MOHW has stated that for violations of the Items and Principles, “penalties will be imposed pursuant to the Act Governing Food Safety and Sanitation.” However, judicial interpretations by the Council of Grand Justices have confirmed that the “constituting criteria” for penalties imposed for violations of administrative regulations must be clearly enumerated in the administrative regulations in order to meet the constitutional principle of legal reservation. Such criteria do not exist in this case.

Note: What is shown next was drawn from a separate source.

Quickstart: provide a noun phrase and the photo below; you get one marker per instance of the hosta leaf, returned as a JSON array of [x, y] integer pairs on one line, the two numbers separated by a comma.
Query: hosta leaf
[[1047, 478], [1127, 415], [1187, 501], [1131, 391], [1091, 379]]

The flaws in the Items and Principles result from the MOHW’s broad inclusion under the Pharmaceutical Affairs Act of “traditional Chinese medicinal materials not required for registration” as Traditional Chinese Medicines (TCMs).” Within the meaning of the Pharmaceutical Affairs Act, however, “TCM drugs” are limited to medicines that 1) substantively function to affect the structure and functions of the human body such as for diagnosis, treatment, and reduction or prevention of human diseases or are recorded in the Chinese Pharmacopeia or in the pharmacopeias or formularies of other countries, and 2) have been “registered.” Substances that are not required to be registered – and can be used as food or food ingredients and be included in TCM prescriptions – are generally referred to as “traditional Chinese medicinal materials.” But they are not the “TCM drugs” regulated under the Pharmaceutical Affairs Act. They should not be equated with “TCM drugs” and may only serve as their raw materials.
Regulating the substances habitually referred to as “traditional Chinese medicinal materials” but having the properties of food is beyond the authority of the current administrative agency for TCM drugs.
In response to questions raised by this Committee, MOHW said it would stipulate the legal definition of “traditional Chinese medicinal materials” separately in draft partial amendments to the Pharmaceutical Affairs Act, adding provisions authorizing the competent authority to formulate regulations and directives regulating items and usage restrictions concerning “those which may be used as food ingredients.”
By default, the draft treats “traditional Chinese medicinal materials” as the “drugs” set forth in the Pharmaceutical Affairs Act, but wavers in this position by repeatedly excluding registration, outer package labeling requirements, etc. from coverage under the Pharmaceutical Affairs Act. In addition, the competent authority uses terminology such as “existing pharmacopeias” or “consistency with TCM theories,” which violate the principle of legal certainty, to define the essence of traditional Chinese medicinal materials. Based on its misunderstanding that traditional Chinese medicinal materials should be regulated as “drugs,” it even applies the penal provisions of the Pharmaceutical Affairs Act rather than the Act Governing Food Safety and Sanitation to actors that use “traditional Chinese medicinal materials used for food” to manufacture “food products.”
In reality, under Article 15-1 of the Act Governing Food Safety and Sanitation, the central competent authority is authorized to regulate the manufacture, processing, and formulation of raw materials used for food. Therefore, if MOHW intends to regulate what it refers to as “the methods by which the substances ‘that can be used as food and also as TCM drugs’ and are usually referred to as ‘traditional Chinese medicinal materials’ may be used,” it may prepare relevant regulations and directives on the basis of that Article. But it may not impose restrictions on food operators based on the “Chinese Medicinal Material Items Which May Also Be Used for Food,” released by MOHW on February 22, 2018 – and which was not formulated pursuant to authorization under the Pharmaceutical Affairs Act or even the Act Governing Food Safety and Sanitation.
If MOHW continues to have the same administrative agency regulate traditional Chinese medicinal materials used as food ingredients through amendments to the Pharmaceutical Affairs Act, it will exceed its mandate under its organic law and set an unconstitutional example.